That would be good, but I don't see an easy way to retrieve the iommu
instance in report_device_fault(). Maybe the driver should pass it to
report_device_fault(), and we can then store partial faults in struct
iommu_device.

[...]
>> +/**
>> + * iommu_report_device_fault() - Handle fault in device driver or mm
>> + *
>> + * If the device driver expressed interest in handling fault, report
>> it through
>> + * the callback.
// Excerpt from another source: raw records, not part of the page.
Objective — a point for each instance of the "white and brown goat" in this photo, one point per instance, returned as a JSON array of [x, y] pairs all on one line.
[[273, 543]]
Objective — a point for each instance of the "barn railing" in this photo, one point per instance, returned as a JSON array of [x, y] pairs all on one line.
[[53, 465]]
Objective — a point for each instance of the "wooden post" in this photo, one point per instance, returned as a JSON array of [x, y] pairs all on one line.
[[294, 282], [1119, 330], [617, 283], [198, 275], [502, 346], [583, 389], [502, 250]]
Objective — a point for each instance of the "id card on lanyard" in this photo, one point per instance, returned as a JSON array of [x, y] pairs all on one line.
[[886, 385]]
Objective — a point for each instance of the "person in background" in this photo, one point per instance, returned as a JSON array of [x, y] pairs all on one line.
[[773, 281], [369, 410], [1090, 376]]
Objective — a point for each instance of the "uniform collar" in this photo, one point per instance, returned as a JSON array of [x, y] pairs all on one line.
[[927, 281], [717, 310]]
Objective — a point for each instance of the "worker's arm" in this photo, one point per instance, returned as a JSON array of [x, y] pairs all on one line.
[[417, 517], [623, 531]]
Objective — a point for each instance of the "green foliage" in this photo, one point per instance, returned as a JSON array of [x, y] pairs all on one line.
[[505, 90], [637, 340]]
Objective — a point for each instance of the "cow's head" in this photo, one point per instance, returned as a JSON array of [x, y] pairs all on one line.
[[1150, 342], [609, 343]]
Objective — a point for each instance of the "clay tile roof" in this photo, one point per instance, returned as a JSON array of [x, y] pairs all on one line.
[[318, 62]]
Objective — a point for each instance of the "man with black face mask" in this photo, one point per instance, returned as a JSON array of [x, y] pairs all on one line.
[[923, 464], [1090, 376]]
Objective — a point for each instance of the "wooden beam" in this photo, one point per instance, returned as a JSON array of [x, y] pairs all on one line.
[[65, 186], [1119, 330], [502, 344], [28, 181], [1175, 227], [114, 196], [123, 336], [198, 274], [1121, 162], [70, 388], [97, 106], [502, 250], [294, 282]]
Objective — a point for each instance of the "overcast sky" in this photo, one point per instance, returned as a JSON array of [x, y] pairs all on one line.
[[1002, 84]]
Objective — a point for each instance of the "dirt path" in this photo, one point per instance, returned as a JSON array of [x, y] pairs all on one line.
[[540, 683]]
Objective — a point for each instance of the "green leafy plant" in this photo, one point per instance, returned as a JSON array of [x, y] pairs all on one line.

If the fault is recoverable, try to page in the
>> address.
>> + */
>> +int iommu_report_device_fault(struct device *dev, struct
>> iommu_fault_event *evt) +{
>> +	int ret = -ENOSYS;
>> +	struct iommu_domain *domain = iommu_get_domain_for_dev(dev);
>> +
>> +	if (!domain)
>> +		return -ENODEV;
>> +
>> +	/*
>> +	 * if upper layers showed interest and installed a fault
>> handler,
>> +	 * invoke it.
>> +	 */
>> +	if (iommu_has_device_fault_handler(dev)) {
> I think Alex pointed out this is racy, so adding a mutex to the
> iommu_fault_param and acquire it would help. Do we really
> atomic handler?

Yes I think a few IOMMU drivers will call this function from IRQ context,
so a spinlock might be better for acquiring iommu_fault_param.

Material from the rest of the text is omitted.